An arduous journey into statistical significance
All we know about the world teaches us that the effects of A and B are always different—in some decimal place—for any A and B. Thus asking “are the effects different?” is foolish.
This is a quote by John Tuckey, and I’d like to start with that to enter the core of this post.
What are we really trying to find out/explain/infer when modeling information coming from a sample?
We generally look for effects to establish whether something affects something else. The standard reasoning intimately concerns the evidence of the effect at sample level in order to have a clue of what happens at population level. If there is a fair certainty of an effect in the data, we may conclude that A and B are different according to some features we are analyzing. The issue arises because such a decision on A and B is strongly influenced by the sample size and by the level of confidence we are adopting. It is a logical thing, I agree, but, on the other hand, we’d like to have some independent response which can safely guide decisions. The fact that a 90% C.I. obtained from 40 units says something opposite from what a 95% C.I. obtained from 30 units indicates, is a clear pitfall for statistics-oriented decisions. The question to pose is: “Are A and B different?”. The answer will always (?) be: “Yes, they are, because there is a zero probability of observing something perfectly equal to something else on a continuous scale”. Here may be the death of statistical inference (at least the classical inference). In reality, things should be interpreted differently: increasing the sample size for a given confidence level only gives the method more certainty that the different measurements observed for A and B are actually different. This is what we usually call “power” or “sensitivity”: the method starts to be better at spotting that values are not the same. The “best” question is: “How much is not the same?”. This translates in “Are we really interested in a 0.007 difference between A and B?”. It may be a lot, it may be negligible, it depends on the context and on the scale of the variable. This is to say that we have to be careful with statistical significance and reason much more on magnitude and sign of an effect. Such a way of proceeding will allow us to interpret results more objectively and make more unquestionable decisions.

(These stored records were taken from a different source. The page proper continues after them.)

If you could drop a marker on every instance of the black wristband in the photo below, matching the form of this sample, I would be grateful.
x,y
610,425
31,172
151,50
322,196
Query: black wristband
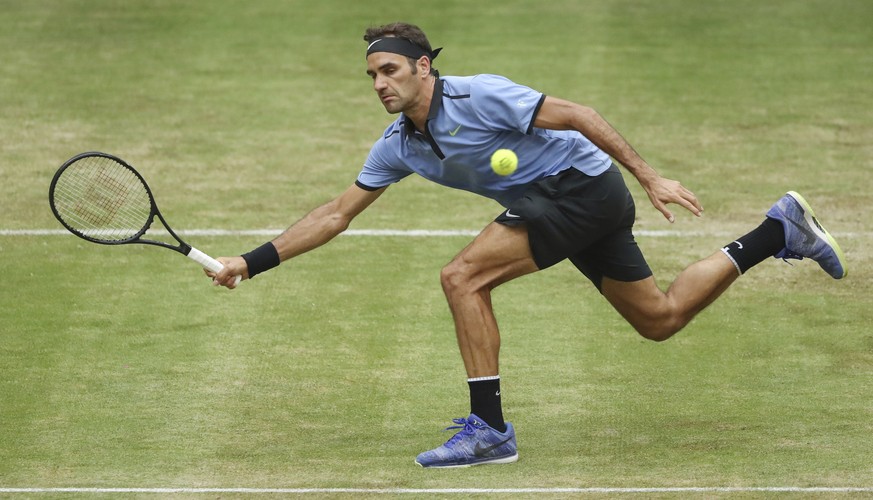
x,y
261,259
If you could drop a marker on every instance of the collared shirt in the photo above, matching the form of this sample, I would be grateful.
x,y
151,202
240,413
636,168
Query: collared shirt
x,y
469,119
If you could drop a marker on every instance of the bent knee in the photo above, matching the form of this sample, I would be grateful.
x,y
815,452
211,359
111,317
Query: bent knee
x,y
454,277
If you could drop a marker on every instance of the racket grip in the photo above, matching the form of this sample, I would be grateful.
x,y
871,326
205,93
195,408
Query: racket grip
x,y
209,263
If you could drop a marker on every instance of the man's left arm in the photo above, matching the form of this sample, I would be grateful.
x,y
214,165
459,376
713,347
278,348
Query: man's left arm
x,y
558,114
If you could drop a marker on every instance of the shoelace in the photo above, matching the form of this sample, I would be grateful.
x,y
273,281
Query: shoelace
x,y
467,429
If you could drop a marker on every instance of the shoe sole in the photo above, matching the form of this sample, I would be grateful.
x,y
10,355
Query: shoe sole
x,y
823,233
502,460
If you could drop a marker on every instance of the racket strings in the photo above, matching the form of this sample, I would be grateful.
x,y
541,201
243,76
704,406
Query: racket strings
x,y
102,199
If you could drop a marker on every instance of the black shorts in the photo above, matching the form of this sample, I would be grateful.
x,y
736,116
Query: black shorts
x,y
586,219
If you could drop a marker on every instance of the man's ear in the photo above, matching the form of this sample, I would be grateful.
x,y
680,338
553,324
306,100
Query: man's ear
x,y
423,65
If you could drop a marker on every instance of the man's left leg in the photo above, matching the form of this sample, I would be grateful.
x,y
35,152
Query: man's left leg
x,y
498,254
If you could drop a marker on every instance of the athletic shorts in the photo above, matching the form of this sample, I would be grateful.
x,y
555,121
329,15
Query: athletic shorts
x,y
586,219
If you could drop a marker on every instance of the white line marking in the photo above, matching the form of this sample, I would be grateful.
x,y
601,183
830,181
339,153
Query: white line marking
x,y
658,233
447,491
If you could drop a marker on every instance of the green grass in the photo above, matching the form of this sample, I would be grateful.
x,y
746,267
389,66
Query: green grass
x,y
123,367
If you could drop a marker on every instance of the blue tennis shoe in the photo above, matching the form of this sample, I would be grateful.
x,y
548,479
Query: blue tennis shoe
x,y
806,237
475,444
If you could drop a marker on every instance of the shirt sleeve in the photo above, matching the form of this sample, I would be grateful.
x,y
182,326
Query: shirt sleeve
x,y
502,104
382,168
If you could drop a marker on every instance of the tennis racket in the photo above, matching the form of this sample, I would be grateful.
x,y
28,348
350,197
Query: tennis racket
x,y
102,199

That said, let’s now give some tips on the interpretation of the effect. Let’s say we observe taller guys are from 1 to 3 points worse in math, and this looks significant, since it is found in a large sample. Can we conclude height affects math scores? The first answer must be a question: is a 1-to-3 point gap a substantial gap? In case it is, are we missing some covariates that may be linked to the phenomenon and may display it from a much better perspective? For instance, have the tall guys been in more basketball classes in school during the year, so they have had less time to do math homework? If so, you should adjust the school time table and avoid using math tests to show senseless differences.